Al Qaeda's Resurgence
The leadership regroups.
FOUR YEARS AGO, HIS WORDS WOULD have represented an almost unquestioned consensus view. In late January, the State Department's counterterrorism coordinator, Dell Dailey, described al Qaeda's top leadership as isolated, saying that they have "much, much less central authority and much, much less capability to reach out."
He is not alone in this assessment. In July 2007, Stratfor's Peter Zeihan argued that while a few thousand people may claim to be al Qaeda members, "the real al Qaeda does not exercise any control over them. . . . The United States is now waging a war against jihadism as a phenomenon, rather than against any specific transnational jihadist movement." The most prominent proponent of this view has been Jason Burke, a reporter for London's Observer and the author of Al-Qaeda: The True Story of Radical Islam. By the time that book hit newsstands in 2003, Burke was already arguing that the "nearest thing to 'Al-Qaeda,' as popularly understood," only existed for a five-year period, and the battle of Tora Bora in December 2001 showcased "the final scenes of its destruction." Now, Burke contends, we are "in a 'post-bin Laden' phase of Islamic militancy."

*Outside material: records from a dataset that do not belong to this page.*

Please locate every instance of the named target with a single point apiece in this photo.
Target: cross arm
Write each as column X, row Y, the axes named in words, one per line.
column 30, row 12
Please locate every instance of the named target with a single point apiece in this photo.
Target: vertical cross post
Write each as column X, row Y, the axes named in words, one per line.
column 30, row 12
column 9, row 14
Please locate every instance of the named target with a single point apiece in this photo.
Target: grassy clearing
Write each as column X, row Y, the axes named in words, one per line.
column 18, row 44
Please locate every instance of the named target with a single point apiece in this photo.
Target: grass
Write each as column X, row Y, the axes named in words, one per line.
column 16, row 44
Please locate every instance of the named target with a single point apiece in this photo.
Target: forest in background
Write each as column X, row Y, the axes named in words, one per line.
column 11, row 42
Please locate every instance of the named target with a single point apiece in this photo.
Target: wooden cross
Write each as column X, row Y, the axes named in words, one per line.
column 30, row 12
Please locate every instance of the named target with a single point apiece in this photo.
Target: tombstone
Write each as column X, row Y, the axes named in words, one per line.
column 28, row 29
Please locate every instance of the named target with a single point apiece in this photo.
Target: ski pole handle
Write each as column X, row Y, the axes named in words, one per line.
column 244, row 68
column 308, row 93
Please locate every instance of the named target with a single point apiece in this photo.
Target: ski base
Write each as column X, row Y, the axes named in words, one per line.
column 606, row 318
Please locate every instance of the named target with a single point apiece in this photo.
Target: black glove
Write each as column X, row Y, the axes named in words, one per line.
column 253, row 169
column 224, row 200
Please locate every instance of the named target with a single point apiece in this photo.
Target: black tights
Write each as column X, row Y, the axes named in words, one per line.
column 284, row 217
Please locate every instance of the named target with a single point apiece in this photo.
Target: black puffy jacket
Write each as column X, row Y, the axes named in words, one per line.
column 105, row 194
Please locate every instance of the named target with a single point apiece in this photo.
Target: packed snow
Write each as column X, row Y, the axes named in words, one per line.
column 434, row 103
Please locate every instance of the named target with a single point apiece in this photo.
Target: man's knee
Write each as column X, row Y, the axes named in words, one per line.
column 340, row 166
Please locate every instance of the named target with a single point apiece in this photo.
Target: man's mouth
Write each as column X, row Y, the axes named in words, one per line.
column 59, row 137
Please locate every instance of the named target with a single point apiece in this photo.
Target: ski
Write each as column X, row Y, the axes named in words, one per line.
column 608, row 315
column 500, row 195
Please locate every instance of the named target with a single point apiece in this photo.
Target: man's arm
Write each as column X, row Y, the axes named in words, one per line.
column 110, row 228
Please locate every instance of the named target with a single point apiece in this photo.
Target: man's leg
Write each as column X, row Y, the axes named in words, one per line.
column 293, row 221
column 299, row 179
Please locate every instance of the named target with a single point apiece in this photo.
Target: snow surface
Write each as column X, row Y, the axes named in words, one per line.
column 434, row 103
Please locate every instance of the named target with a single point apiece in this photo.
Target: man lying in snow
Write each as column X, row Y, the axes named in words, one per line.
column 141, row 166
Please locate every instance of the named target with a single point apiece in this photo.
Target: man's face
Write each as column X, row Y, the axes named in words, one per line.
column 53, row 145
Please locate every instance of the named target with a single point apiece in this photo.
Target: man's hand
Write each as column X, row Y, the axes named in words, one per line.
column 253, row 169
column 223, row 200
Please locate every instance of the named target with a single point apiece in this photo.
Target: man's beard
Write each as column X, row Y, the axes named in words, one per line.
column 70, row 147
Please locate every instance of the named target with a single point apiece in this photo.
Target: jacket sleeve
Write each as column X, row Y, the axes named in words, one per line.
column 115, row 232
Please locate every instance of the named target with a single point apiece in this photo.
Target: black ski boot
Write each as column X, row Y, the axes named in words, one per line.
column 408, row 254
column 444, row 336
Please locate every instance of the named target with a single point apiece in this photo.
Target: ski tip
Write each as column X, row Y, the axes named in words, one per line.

Unfortunately, all these men are wrong--and we will fight the war on terror less effectively if we continue to harbor mistaken assumptions about the al Qaeda network. It is important not to overstate what the terror group's leadership needs to do to remain relevant. Even if the central leadership's role is limited to connecting terrorist nodes--pairing skill sets, financing, and operatives--it can transform terrorist groups from disunited regional problems into cohesive adversaries capable of threatening Western societies. Moreover, the safe havens that al Qaeda's leaders have gained in recent years magnify their lethal capabilities.
AL QAEDA ITSELF HAS FACED INTERNAL debates about its future. Abu Musab al-Suri, one of the most prolific jihadist ideologues, in recent years has argued for a decentralized combat model. In contrast, Abu Bakr Naji, another prominent ideologue, calls for a more centralized model.
Suri's 1600-page manifesto, The Call for Global Islamic Resistance, argues that the centralized, hierarchical model of jihadism cannot overcome the U.S.'s technologically advanced military, and that regional security cooperation--such as the alliance between Washington and Islamabad--makes a hierarchical structure dangerous. He suggests that decentralization immunizes terror cells from detection through the capture and interrogation of members of other cells. Suri's prescription for decentralization would mean replacing the old training camp model with one in which fighters are trained "in homes and mobile camps."
In contrast, Naji's The Management of Savagery argues that once the jihadists hold territory, they should erect a governing apparatus to enforce Islamic law and provide security, food, and medical care. A high command would ensure that efforts are not needlessly duplicated, and would prioritize actions against various groups or nations. Naji's argument has carried the day within al Qaeda's hierarchy. Though there are many reasons for this, perhaps the most significant factor has been external events. As al Qaeda gained new safe havens in Pakistan and beyond, Naji's model seemed most fitting.
EXTERNAL EVENTS ASIDE, THE PREFERENCE of al Qaeda's leadership for Naji's approach over Suri's reflects a long-standing inclination for centralization. Osama bin Laden originally formed al Qaeda to keep the vanguard of jihad alive after the Soviet Union's defeat in Afghanistan. West Point's Combating Terrorism Center has translated a number of documents captured during the Afghan and Iraq campaigns that the Department of Defense has declassified from its Harmony Database. These documents depict a clear al Qaeda hierarchy dating back to bin Laden's residence in Sudan between 1992 to 1996.